Volatilité hétérogène et chocs de prix ponctuels
L'analyse de la volatilité des flux par coefficient de variation (CV) des quantités sur la période révèle de fortes disparités entre partenaires :
| Partenaire (import.) | CV | Partenaire (export.) | CV |
|---|---|---|---|
| Thaïlande | 1,58 | Turquie | 0,55 |
| Viêt Nam | 1,29 | Hong Kong | 0,54 |
| Brésil | 1,04 | Mexique | 0,46 |
| Norvège | 1,05 | Corée du Sud | 0,38 |
| Royaume-Uni | 0,93 | Russie | 0,34 |
| Hong Kong | 0,80 | Chine | 0,21 |
| Japon | 0,54 | Suisse | 0,24 |
| Chine | 0,12 | États-Unis | 0,17 |
Source : Volatilité des échanges
La Chine, principal fournisseur, présente paradoxalement l'une des volatilités les plus faibles (CV = 0,12), ce qui en fait un partenaire d'approvisionnement relativement stable. À l'inverse, les partenaires émergents (Thaïlande, Viêt Nam) montrent des volumes très erratiques. Côté exportations, les États-Unis (CV = 0,17) et le Royaume-Uni (CV = 0,20) sont les destinations les plus stables.
Par ailleurs, plusieurs chocs de prix ont été détectés sur les exportations de l'UE :
| Partenaire | Type | Période | Amplitude | Part de valeur |
|---|---|---|---|---|
| Hong Kong | Prix | 2017–2018 | −37,9 % | 4,5 % |
| Suisse | Prix | 2017 | +31,5 % | 7,9 % |
| Brésil | Prix | 2020 | −26,1 % | 1,9 % |
| Corée du Sud | Prix | 2022 | +13,3 % | 3,1 % |
Source : Événements de choc
Le choc le plus significatif concerne les exportations vers Hong Kong en 2017–2018, avec une chute de prix de 37,9 % et un doublement des volumes, suggérant un réacheminement de flux commerciaux (possible transbordement vers la Chine continentale). Le choc suisse de 2017, à la hausse, traduit vraisemblablement une montée en gamme des expéditions vers ce marché premium. Ces événements restent toutefois ponctuels et n'ont pas remis en cause la dynamique globale.
Conclusion
Sur la période 2015–2025, le marché européen des lunettes solaires (CN 900410) a fait preuve d'une résilience notable, maintenant un excédent commercial supérieur à 1 milliard d'euros malgré le choc pandémique de 2020. Ce résultat repose avant tout sur la puissance exportatrice de l'Italie, qui concentre plus de 80 % des exportations de l'UE et bénéficie d'un avantage comparatif exceptionnel (RCA de 7,2).

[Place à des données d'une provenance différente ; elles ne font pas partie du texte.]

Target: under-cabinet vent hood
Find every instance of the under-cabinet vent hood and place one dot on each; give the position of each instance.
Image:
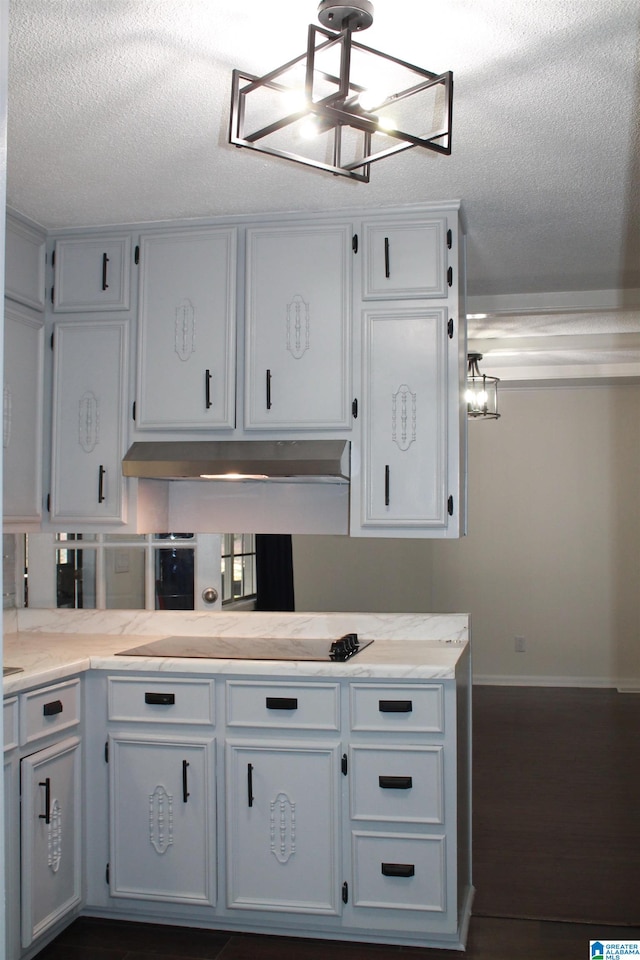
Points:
(267, 460)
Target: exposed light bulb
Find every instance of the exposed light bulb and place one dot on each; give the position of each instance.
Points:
(309, 128)
(386, 123)
(294, 100)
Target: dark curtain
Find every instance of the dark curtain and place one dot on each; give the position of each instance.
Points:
(274, 572)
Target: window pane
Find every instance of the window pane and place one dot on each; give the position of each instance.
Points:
(174, 579)
(124, 578)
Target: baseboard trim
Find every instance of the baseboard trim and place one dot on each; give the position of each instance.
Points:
(622, 686)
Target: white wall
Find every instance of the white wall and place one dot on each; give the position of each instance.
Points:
(553, 552)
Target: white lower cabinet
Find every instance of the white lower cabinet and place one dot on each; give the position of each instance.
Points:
(51, 836)
(162, 819)
(310, 805)
(281, 798)
(11, 828)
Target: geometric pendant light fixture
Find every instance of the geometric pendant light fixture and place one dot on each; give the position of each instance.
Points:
(482, 391)
(340, 105)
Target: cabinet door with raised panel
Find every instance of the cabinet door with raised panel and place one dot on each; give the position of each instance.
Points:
(22, 421)
(162, 819)
(298, 334)
(92, 273)
(283, 827)
(405, 259)
(186, 357)
(51, 831)
(88, 433)
(404, 470)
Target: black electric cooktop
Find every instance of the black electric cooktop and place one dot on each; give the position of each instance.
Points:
(252, 648)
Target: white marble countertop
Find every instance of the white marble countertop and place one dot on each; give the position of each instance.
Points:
(50, 645)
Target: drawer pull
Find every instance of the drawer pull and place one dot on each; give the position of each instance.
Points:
(249, 784)
(185, 781)
(51, 709)
(282, 703)
(395, 783)
(395, 706)
(46, 816)
(162, 699)
(398, 869)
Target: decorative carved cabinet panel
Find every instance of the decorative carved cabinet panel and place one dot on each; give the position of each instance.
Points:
(298, 333)
(283, 826)
(88, 433)
(51, 832)
(186, 357)
(162, 820)
(405, 433)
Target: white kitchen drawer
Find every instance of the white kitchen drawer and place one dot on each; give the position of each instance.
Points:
(402, 708)
(10, 722)
(301, 706)
(399, 784)
(49, 710)
(399, 871)
(148, 699)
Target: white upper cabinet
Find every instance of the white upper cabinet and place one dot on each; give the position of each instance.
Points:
(410, 478)
(22, 415)
(405, 258)
(88, 433)
(186, 356)
(92, 273)
(405, 439)
(298, 327)
(24, 264)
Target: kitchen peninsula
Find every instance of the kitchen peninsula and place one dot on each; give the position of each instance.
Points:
(316, 798)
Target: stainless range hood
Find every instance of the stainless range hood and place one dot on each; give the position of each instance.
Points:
(319, 461)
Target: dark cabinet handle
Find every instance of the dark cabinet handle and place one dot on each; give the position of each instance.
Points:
(46, 816)
(185, 781)
(250, 784)
(395, 706)
(161, 699)
(398, 869)
(282, 703)
(395, 783)
(52, 708)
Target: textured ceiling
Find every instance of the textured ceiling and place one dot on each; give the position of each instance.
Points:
(118, 111)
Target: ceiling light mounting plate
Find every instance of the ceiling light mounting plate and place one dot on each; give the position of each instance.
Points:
(336, 14)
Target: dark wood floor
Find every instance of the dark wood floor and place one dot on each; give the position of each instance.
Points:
(556, 845)
(489, 939)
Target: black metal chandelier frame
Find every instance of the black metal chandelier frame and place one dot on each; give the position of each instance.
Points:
(340, 108)
(482, 391)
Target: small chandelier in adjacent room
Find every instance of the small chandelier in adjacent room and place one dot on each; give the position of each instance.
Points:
(482, 391)
(340, 105)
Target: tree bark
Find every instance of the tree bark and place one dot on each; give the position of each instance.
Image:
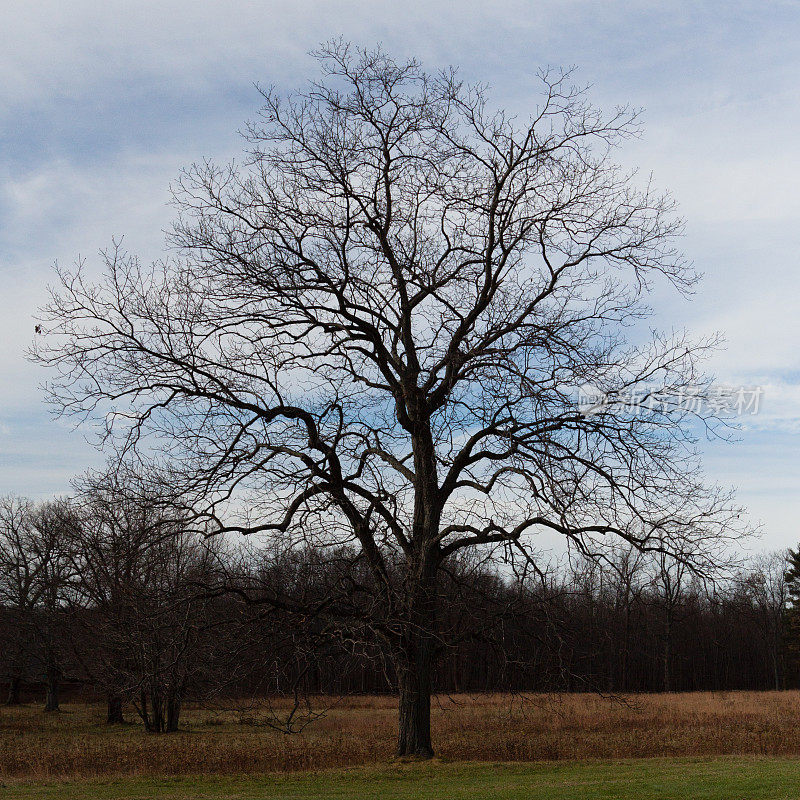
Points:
(173, 713)
(13, 698)
(414, 669)
(414, 731)
(51, 699)
(114, 716)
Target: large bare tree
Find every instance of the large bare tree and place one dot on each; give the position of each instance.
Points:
(372, 332)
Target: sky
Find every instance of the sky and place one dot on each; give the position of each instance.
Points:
(101, 104)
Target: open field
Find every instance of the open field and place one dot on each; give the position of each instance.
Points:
(75, 743)
(646, 779)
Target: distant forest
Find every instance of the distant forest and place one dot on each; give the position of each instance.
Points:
(150, 616)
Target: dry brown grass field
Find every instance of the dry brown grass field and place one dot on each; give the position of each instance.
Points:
(75, 743)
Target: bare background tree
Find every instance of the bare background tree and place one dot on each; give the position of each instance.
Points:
(372, 335)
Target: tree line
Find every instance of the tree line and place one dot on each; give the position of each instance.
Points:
(113, 592)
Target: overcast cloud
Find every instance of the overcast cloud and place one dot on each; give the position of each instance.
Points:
(102, 103)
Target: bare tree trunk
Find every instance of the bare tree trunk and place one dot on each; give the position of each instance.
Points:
(173, 713)
(414, 668)
(414, 724)
(13, 698)
(51, 699)
(114, 716)
(667, 656)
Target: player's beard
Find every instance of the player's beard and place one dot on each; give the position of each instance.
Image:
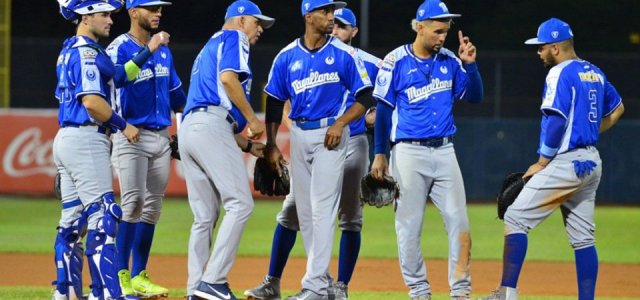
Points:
(146, 25)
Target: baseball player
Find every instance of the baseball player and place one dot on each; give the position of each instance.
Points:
(81, 154)
(148, 89)
(217, 108)
(416, 88)
(317, 73)
(578, 104)
(349, 211)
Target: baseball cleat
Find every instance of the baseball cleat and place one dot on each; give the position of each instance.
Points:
(143, 286)
(269, 289)
(214, 291)
(503, 293)
(341, 291)
(306, 294)
(125, 282)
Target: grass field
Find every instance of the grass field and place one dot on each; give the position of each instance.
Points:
(28, 225)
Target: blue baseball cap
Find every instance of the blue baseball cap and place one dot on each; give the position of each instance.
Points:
(248, 8)
(143, 3)
(551, 31)
(72, 9)
(311, 5)
(434, 9)
(345, 16)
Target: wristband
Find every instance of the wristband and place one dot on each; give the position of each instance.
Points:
(248, 147)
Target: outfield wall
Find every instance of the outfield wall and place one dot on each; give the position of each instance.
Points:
(487, 150)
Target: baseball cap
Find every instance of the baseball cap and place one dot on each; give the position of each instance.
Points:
(73, 9)
(551, 31)
(311, 5)
(434, 9)
(139, 3)
(248, 8)
(345, 16)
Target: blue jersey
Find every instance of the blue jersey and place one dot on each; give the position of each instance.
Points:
(227, 50)
(371, 64)
(580, 93)
(79, 75)
(421, 91)
(317, 82)
(145, 101)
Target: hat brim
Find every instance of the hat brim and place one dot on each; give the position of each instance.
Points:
(442, 16)
(265, 22)
(336, 5)
(343, 21)
(98, 8)
(152, 3)
(534, 41)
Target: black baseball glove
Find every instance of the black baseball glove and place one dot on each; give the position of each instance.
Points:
(378, 193)
(56, 186)
(173, 144)
(267, 181)
(511, 187)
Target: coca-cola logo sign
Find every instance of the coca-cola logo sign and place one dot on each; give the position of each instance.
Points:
(27, 155)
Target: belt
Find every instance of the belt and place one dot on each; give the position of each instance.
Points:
(315, 124)
(433, 143)
(100, 129)
(153, 128)
(229, 118)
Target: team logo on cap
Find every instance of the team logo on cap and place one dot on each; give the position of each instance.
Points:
(329, 60)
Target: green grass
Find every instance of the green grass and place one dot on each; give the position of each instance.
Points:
(20, 293)
(28, 225)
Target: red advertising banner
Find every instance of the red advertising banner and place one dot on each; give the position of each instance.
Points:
(26, 139)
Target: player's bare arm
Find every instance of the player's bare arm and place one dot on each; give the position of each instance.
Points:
(467, 50)
(611, 119)
(234, 90)
(99, 110)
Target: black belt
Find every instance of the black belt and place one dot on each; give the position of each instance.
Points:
(101, 129)
(433, 143)
(229, 118)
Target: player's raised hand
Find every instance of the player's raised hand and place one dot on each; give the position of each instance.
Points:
(466, 51)
(333, 136)
(159, 39)
(131, 133)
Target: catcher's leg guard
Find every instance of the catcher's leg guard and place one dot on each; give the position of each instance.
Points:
(103, 251)
(68, 254)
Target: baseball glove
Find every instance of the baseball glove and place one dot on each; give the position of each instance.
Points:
(56, 186)
(378, 193)
(511, 187)
(267, 180)
(173, 144)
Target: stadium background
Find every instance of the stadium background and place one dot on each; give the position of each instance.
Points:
(495, 137)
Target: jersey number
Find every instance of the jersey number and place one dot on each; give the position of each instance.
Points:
(593, 108)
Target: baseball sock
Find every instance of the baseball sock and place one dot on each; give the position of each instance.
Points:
(142, 247)
(124, 241)
(515, 250)
(283, 241)
(349, 251)
(587, 270)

La production européenne, bien qu'en repli volumique (−35 %), s'est repositionnée vers le haut de gamme (+66 % de prix unitaire).
Cependant, des fragilités émergent. Les importations ont progressé beaucoup plus vite que les exportations (+58 % contre +24 %), tirées par une hausse des prix à l'importation de +55 %. La dépendance à la Chine pour l'approvisionnement demeure forte (57 % des importations), même si de nouveaux fournisseurs — Japon, Thaïlande — émergent rapidement. Côté débouchés, la dépendance aux États-Unis s'est réduite au profit de marchés diversifiés (Turquie, Mexique, Chine), améliorant la résilience géographique des exportations. L'UE reste ainsi un acteur majeur du commerce mondial de lunettes solaires, mais sa position repose sur un équilibre de plus en plus délicat entre montée en gamme à l'exportation et dépendance accrue aux fournisseurs asiatiques.